Selected Works
Each project begins with a fragment: an image, a recording, a gesture, a historical trace. Film becomes the instrument through which these fragments reorganise themselves into movement. What follows is a process of accumulation: through montage, sound, performance and time.
Gentry (2026)
FEATURE DOC | IN POST-PRODUCTION | DIR: CHRISTIAN ROSSIPAL & MADUBUKO DIAKITÉAncestral Voice, 1992
A feature documentary about the artist Herbert Gentry moving through archives, jazz, painting and postwar Black modernism — from Harlem to Paris, to turn-of-the-century Scandinavia.
Synopsis
The African-American artist Herbert Gentry (b. 1919) remains overlooked and undervalued. While many of his closest peers — including Ed Clark and Romare Bearden — have been canonised as major figures of twentieth-century art, Gentry’s abstract expressionism is still largely confined to art historical circles. His extraordinary life story — spanning the Harlem Renaissance, postwar Paris, the Chelsea Hotel of the 1970s and turn-of-the-century Sweden — remains virtually unknown.
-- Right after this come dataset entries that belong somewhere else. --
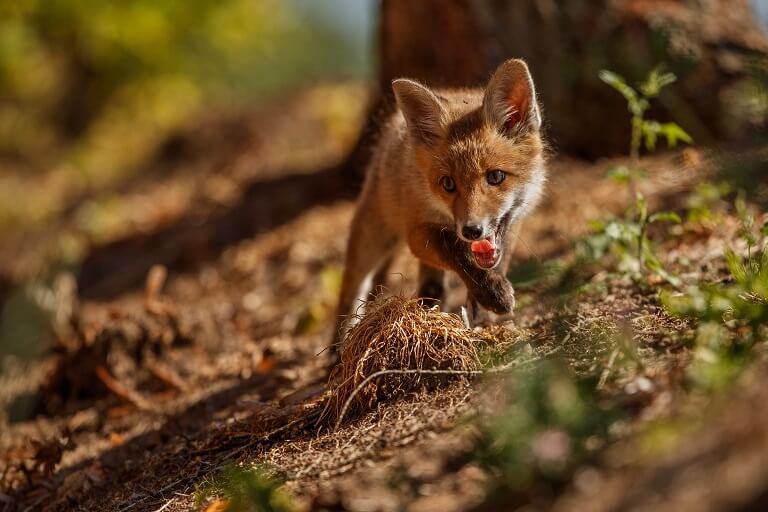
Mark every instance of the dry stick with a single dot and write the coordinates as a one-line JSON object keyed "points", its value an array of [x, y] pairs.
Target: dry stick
{"points": [[607, 370], [127, 394], [379, 373]]}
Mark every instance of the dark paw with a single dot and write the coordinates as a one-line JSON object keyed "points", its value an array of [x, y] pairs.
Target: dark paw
{"points": [[431, 293], [495, 293]]}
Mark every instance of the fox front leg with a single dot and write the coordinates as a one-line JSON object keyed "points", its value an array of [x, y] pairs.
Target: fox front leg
{"points": [[442, 248]]}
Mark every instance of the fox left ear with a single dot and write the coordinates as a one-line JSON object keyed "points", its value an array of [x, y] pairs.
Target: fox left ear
{"points": [[509, 103]]}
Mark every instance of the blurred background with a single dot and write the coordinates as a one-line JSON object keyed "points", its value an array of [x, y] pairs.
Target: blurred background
{"points": [[177, 178], [143, 132], [146, 132]]}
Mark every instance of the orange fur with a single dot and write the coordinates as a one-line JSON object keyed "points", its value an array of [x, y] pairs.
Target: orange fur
{"points": [[461, 134]]}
Through previously unseen archival material, this film seeks to restore Herbert Gentry’s place within public consciousness and position his work among the major artistic voices of the twentieth century, where it belong.
Background
Herbert Gentry was born in Pittsburgh in 1919 and died in Stockholm in 2003. He grew up in Harlem during the Renaissance of the 1920s and 30s alongside his mother, a dancer and actress connected to figures such as Josephine Baker, Langston Hughes, Paul Robeson and Duke Ellington.
After serving in World War II and participating in the liberation of France, Paris became Gentry’s second home. There he joined a community of African American expatriates and developed close relationships with James Baldwin, Richard Wright, Beauford Delaney and Romare Bearden. In Montparnasse, he founded both a jazz club and an art gallery frequented by international musicians, writers and cultural figures including Jean-Paul Sartre, Simone de Beauvoir and Orson Welles.
Throughout his life, Gentry remained active between Europe and the United States, living and working in cities such as Paris, Copenhagen, Gothenburg, Stockholm, Malmö and New York — where he was a long-term resident of the legendary Chelsea Hotel from 1969 until 2003.